The US National Association of Realtors (NAR) told the Wall Street Journal that demand from foreign buyers is weakening as a strong U.S. dollar and rising home prices have some investors looking for other countries that offer more in terms of value.
A large number of real-estate experts predicted that foreign investors would flood the U.S. real estate market last year as they sought a safe haven from the volatile global economic. According to the WSJ, realtors reported that Chinese buyers had surpassed Canadians as the top foreign buyers of U.S. real estate in June of 2015. This trend reflected the growing interest investors had in the U.S. because they believed the country’s property market was a secure place to place their money.

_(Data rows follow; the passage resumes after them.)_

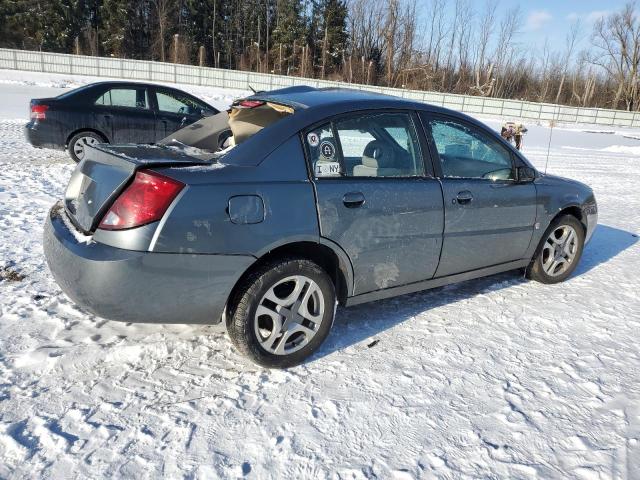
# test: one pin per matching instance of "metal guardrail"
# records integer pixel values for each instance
(215, 77)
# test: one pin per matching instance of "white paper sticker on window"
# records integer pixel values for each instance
(313, 139)
(327, 169)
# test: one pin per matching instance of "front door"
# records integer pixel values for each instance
(124, 113)
(375, 198)
(489, 216)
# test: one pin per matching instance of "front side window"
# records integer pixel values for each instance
(381, 144)
(174, 102)
(466, 152)
(124, 97)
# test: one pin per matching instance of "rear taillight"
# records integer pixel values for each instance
(38, 112)
(144, 201)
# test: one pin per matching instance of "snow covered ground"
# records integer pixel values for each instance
(497, 377)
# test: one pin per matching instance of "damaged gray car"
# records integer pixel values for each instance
(269, 215)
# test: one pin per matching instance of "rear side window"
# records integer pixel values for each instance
(124, 97)
(381, 144)
(323, 151)
(175, 102)
(467, 152)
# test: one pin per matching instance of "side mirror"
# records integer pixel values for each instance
(526, 174)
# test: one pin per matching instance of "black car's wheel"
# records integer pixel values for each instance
(79, 141)
(559, 251)
(282, 312)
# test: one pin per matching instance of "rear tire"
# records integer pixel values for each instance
(282, 312)
(79, 141)
(559, 251)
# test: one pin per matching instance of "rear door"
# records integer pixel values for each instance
(176, 110)
(489, 216)
(375, 197)
(125, 114)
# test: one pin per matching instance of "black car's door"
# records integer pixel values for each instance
(489, 216)
(375, 198)
(176, 110)
(124, 113)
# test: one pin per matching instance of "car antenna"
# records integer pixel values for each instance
(552, 124)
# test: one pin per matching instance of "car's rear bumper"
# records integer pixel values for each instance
(41, 136)
(590, 217)
(136, 286)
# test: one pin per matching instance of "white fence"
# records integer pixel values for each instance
(216, 77)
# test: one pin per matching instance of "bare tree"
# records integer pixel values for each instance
(616, 39)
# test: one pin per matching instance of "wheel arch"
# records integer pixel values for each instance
(574, 211)
(86, 129)
(324, 253)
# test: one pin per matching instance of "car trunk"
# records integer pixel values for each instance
(106, 171)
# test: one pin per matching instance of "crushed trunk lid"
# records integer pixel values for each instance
(106, 171)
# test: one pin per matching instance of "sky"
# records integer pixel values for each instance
(552, 19)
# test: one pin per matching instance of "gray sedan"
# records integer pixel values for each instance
(269, 215)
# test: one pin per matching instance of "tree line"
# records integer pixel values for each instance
(467, 48)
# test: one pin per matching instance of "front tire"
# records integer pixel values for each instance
(282, 312)
(78, 143)
(559, 251)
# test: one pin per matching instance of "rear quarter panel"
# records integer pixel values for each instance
(200, 222)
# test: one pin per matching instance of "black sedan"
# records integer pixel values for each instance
(111, 112)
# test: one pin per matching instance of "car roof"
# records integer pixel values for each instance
(305, 97)
(123, 83)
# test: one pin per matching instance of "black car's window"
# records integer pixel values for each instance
(175, 102)
(381, 144)
(124, 97)
(467, 152)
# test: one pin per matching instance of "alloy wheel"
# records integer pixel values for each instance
(559, 250)
(289, 315)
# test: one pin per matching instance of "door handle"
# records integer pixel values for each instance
(463, 197)
(353, 199)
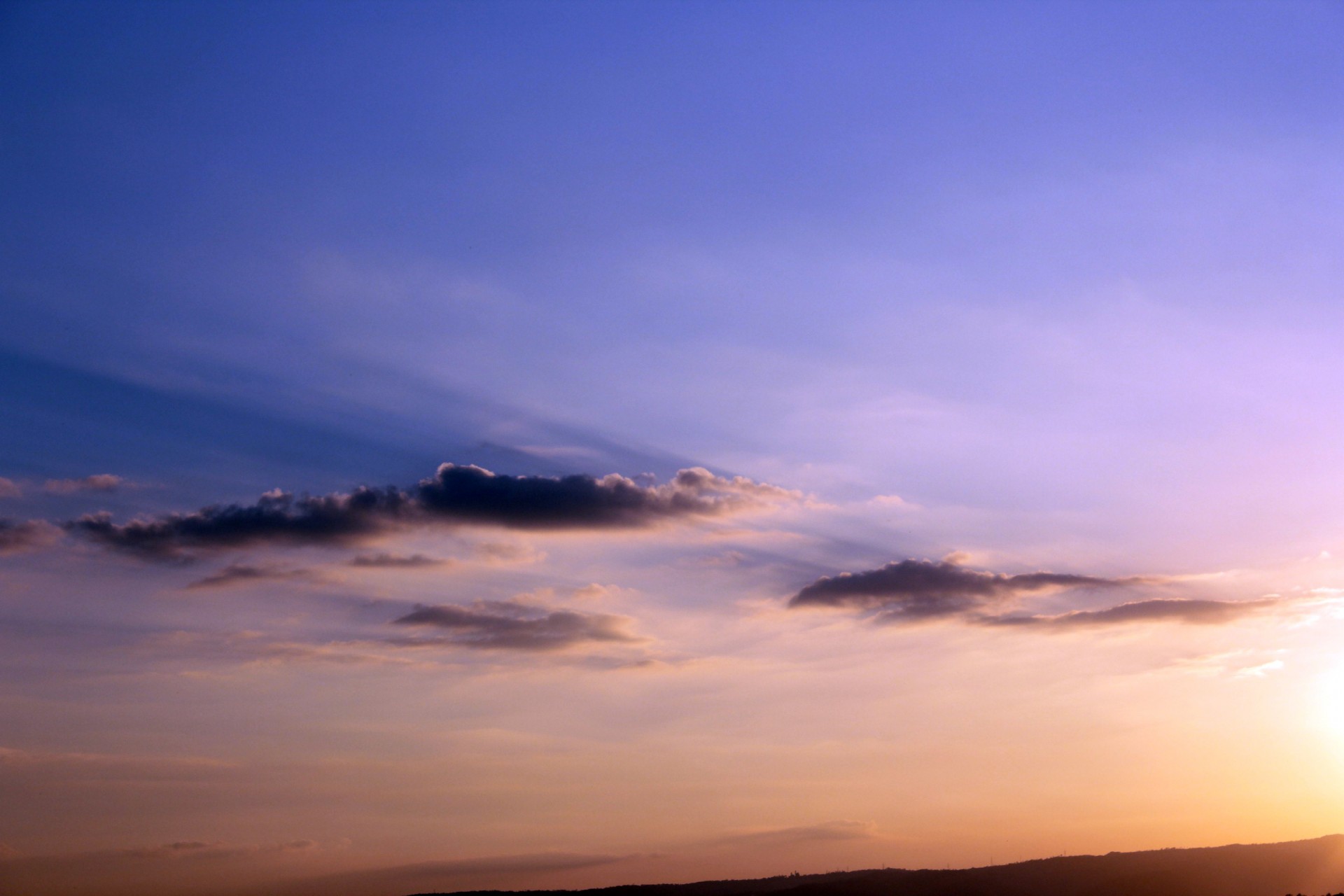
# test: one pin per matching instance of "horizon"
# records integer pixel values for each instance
(555, 445)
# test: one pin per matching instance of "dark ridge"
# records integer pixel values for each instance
(1310, 867)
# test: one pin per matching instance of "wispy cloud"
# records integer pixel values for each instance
(515, 626)
(1190, 612)
(397, 562)
(31, 535)
(239, 574)
(97, 482)
(454, 496)
(913, 590)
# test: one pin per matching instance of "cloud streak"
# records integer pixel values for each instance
(913, 590)
(239, 574)
(515, 626)
(1189, 612)
(97, 482)
(921, 590)
(461, 496)
(396, 562)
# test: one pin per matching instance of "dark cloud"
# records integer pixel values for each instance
(97, 482)
(454, 496)
(914, 590)
(1156, 610)
(31, 535)
(276, 519)
(237, 574)
(515, 626)
(396, 562)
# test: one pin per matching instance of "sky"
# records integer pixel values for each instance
(457, 445)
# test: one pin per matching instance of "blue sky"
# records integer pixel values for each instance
(1034, 286)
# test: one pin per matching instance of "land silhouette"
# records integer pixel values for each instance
(1297, 868)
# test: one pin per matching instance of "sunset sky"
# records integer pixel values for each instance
(456, 445)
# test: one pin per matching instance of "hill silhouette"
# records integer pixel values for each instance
(1310, 867)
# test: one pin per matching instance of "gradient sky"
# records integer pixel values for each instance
(997, 346)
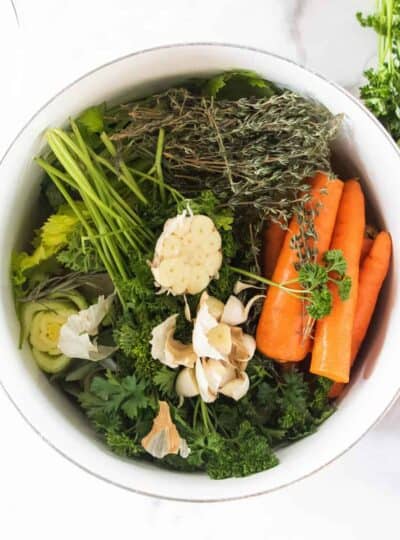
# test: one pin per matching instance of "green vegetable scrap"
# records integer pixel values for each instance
(314, 279)
(234, 148)
(381, 94)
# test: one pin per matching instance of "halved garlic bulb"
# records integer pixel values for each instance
(187, 254)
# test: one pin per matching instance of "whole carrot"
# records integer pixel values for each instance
(373, 271)
(331, 353)
(280, 331)
(274, 236)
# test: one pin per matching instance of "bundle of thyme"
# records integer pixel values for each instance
(255, 154)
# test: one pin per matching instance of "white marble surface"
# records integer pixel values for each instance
(50, 43)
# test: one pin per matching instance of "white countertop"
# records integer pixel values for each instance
(41, 494)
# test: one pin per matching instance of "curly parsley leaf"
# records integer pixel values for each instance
(237, 84)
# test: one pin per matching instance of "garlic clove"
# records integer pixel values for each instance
(160, 334)
(207, 394)
(171, 246)
(171, 271)
(178, 353)
(237, 387)
(243, 348)
(234, 312)
(202, 226)
(215, 307)
(220, 338)
(218, 373)
(186, 384)
(198, 279)
(213, 262)
(203, 324)
(164, 439)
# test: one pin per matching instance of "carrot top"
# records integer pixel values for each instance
(314, 279)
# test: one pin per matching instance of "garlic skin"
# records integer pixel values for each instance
(164, 439)
(216, 361)
(168, 350)
(74, 338)
(186, 383)
(235, 312)
(187, 254)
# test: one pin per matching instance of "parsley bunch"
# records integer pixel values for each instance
(381, 94)
(314, 279)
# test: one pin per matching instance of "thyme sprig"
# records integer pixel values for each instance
(254, 154)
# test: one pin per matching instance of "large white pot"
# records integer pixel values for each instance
(364, 149)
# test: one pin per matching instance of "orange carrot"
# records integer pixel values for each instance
(366, 247)
(273, 240)
(280, 331)
(331, 353)
(372, 275)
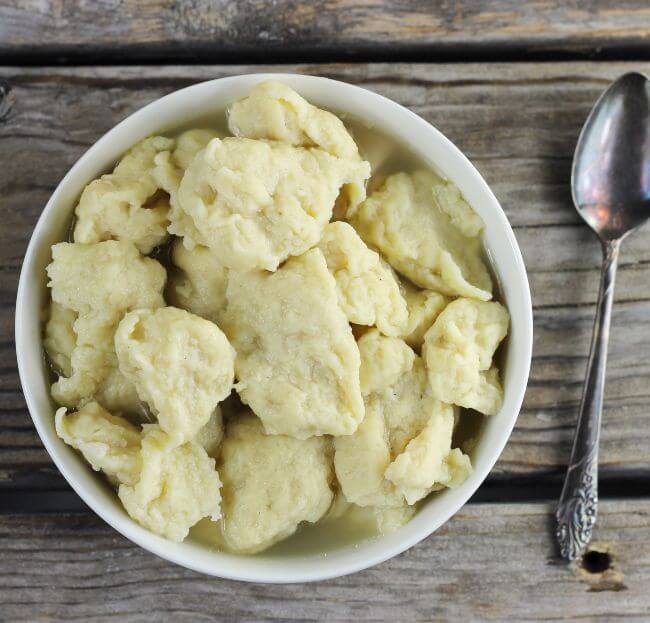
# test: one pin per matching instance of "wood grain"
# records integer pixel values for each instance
(221, 30)
(517, 122)
(489, 563)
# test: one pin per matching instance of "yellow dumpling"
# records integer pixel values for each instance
(181, 365)
(271, 483)
(127, 204)
(275, 111)
(397, 454)
(368, 290)
(414, 220)
(109, 443)
(116, 279)
(255, 203)
(177, 487)
(458, 349)
(297, 361)
(199, 281)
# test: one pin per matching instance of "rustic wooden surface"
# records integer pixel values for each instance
(218, 30)
(518, 122)
(491, 563)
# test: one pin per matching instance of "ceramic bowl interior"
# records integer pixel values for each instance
(197, 102)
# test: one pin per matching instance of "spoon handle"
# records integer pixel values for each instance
(576, 512)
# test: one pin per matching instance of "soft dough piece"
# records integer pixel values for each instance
(60, 339)
(414, 471)
(415, 221)
(110, 275)
(181, 365)
(199, 282)
(178, 486)
(271, 483)
(210, 435)
(297, 361)
(423, 306)
(368, 290)
(115, 278)
(459, 348)
(109, 443)
(256, 203)
(383, 361)
(126, 204)
(275, 111)
(406, 432)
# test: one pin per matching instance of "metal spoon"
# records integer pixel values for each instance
(610, 184)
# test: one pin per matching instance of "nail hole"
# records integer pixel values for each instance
(596, 562)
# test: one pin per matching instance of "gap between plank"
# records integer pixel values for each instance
(205, 54)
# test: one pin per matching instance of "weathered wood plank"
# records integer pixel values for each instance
(74, 567)
(517, 122)
(224, 30)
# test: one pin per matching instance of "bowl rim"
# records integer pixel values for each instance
(190, 555)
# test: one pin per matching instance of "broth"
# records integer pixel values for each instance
(387, 156)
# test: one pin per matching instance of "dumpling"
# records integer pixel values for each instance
(127, 204)
(275, 111)
(181, 365)
(271, 483)
(210, 435)
(458, 349)
(383, 361)
(60, 339)
(109, 443)
(368, 291)
(115, 278)
(424, 463)
(396, 455)
(256, 203)
(423, 306)
(414, 221)
(199, 282)
(297, 361)
(177, 487)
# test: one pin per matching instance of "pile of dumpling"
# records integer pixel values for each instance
(305, 350)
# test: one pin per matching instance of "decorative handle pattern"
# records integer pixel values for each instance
(578, 507)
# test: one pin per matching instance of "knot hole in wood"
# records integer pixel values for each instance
(594, 561)
(6, 100)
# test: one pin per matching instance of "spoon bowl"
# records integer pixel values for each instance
(610, 180)
(610, 184)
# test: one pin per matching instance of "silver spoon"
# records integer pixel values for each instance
(610, 184)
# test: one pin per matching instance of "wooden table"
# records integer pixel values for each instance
(510, 83)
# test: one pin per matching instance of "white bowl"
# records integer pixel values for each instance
(196, 102)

However, it looks as if the trend is reserving and more foreign buyers are now avoiding investment in the U.S. market as prices in preferred cities like New York and San Francisco have increased dramatically. This issue was made worse by the strong U.S. dollar. According to research from the NAR, the median price of existing U.S. homes had increased 14 % for a buyer from China in January 2016 when compared to 12 months ago once exchanged rates have been factored in.
Another issue affecting Chinese interest in U.S. real estate is the government which is now cracking down on buyers who try to evade a USD50,000 annual limit on how much money they can transfer out of the country, the WSJ reported. Previously, Chinese buyers transferred money out of the country via friends, family member or employees but the government in China is now looking at that activity much more closely.
Lawrence Yun, NAR’s chief economist, explained to the website that it remains to be seen just how much Chinese demand for U.S. homes will fall. The country recently reported growth of more than 6 percent even in the rough economic climate. It was also noted that many Chinese residents want to diversify their investments after having lost money in the stock market which continues to struggle.